Foi lido na tarde desta quinta-feira (7) no plenário da Câmara dos Deputados o ato de convocação para a eleição do novo presidente da Casa. A votação será realizada na próxima quinta-feira (14), às 16 horas. Os deputados interessados poderão registrar suas candidaturas junto à Secretaria-Geral da Mesa até o meio-dia dessa data.

O candidato eleito substituirá o deputado afastado Eduardo Cunha, que anunciou sua renúncia no início desta tarde.

Líderes partidários ainda farão uma reunião hoje para discutir os detalhes da eleição. Mais cedo, eles defendiam que o processo deveria ser acelerado e a eleição acontecesse entre segunda (11) e terça-feira (12), no máximo.

Só da base governista, 12 demonstraram interesse em ocupar o cargo até fevereiro de 2017, quando haverá a eleição do segundo biênio da legislatura.

Todo o processo eleitoral será conduzido por Maranhão. Pelo regimento interno, o presidente interino, a maioria dos líderes ou o próprio plenário poderiam convocar a sessão de votação.

A eleição será simples porque não muda a composição dos demais cargos da Mesa Diretora, a menos que dois deputados que ocupam cargos disputem a presidência, como é o caso do primeiro-secretário Beto Mansur (PRB-SP) e do segundo-vice-presidente Fernando Giacobo (PR-PR). Se um dos dois for eleito presidente da Câmara, daí será aberto um novo prazo de cinco sessões para a escolha do cargo vago.

A eleição será secreta e ocorrerá por meio do sistema eletrônico. Para que haja quórum para o pleito, a maioria dos deputados deve estar presente à sessão (257 dos 513 parlamentares).

O novo presidente será eleito em primeiro turno, caso obtenha a maioria absoluta dos votos — ou seja, se estiverem presentes 257 deputados, são necessários os votos de pelo menos 129 parlamentares.

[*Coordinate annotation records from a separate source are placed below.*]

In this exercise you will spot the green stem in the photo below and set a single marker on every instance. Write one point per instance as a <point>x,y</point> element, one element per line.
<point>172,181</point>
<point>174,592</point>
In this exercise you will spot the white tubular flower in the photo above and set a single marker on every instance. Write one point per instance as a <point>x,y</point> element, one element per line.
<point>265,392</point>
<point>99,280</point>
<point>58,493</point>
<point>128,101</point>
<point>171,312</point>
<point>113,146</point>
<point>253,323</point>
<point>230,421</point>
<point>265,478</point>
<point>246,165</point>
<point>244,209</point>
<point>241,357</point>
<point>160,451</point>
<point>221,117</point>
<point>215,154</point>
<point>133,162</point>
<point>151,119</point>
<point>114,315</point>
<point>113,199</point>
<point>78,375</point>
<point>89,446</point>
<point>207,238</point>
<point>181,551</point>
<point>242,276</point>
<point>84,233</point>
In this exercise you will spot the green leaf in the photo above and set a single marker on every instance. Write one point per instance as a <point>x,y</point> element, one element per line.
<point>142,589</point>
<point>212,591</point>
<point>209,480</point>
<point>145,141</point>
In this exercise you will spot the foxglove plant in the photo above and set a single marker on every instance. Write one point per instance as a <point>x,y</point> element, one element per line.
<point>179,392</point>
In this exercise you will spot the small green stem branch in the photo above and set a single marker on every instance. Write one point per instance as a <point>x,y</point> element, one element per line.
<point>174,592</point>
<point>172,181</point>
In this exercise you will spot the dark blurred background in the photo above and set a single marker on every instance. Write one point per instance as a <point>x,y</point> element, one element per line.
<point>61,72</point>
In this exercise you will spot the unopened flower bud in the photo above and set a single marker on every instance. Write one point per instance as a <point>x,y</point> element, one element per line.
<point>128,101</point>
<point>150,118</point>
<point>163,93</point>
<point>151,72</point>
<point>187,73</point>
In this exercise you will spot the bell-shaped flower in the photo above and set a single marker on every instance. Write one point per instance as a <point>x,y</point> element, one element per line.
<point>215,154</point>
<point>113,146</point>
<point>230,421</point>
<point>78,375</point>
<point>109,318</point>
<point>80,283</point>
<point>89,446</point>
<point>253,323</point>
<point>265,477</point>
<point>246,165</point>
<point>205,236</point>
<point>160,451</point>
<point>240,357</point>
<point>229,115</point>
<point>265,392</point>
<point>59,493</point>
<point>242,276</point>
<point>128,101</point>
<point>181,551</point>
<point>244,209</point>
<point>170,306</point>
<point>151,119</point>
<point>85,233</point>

Se nenhum candidato alcançar esse número, haverá um segundo turno entre os dois mais votados. Neste caso, bastará maioria simples dos votos para eleger o novo presidente da Câmara.

Prerrogativas

Como Cunha voltou a ser um deputado comum, perderá algumas prerrogativas. A residência oficial em Brasília deverá ser desocupada e geralmente o prazo dado é de 30 dias para que a casa seja devolvida.

Cunha deve perder o carro oficial também, assim como a escolta da Polícia Legislativa. A segurança – que pode ser requisitada por qualquer parlamentar – só será mantida se o deputado solicitar.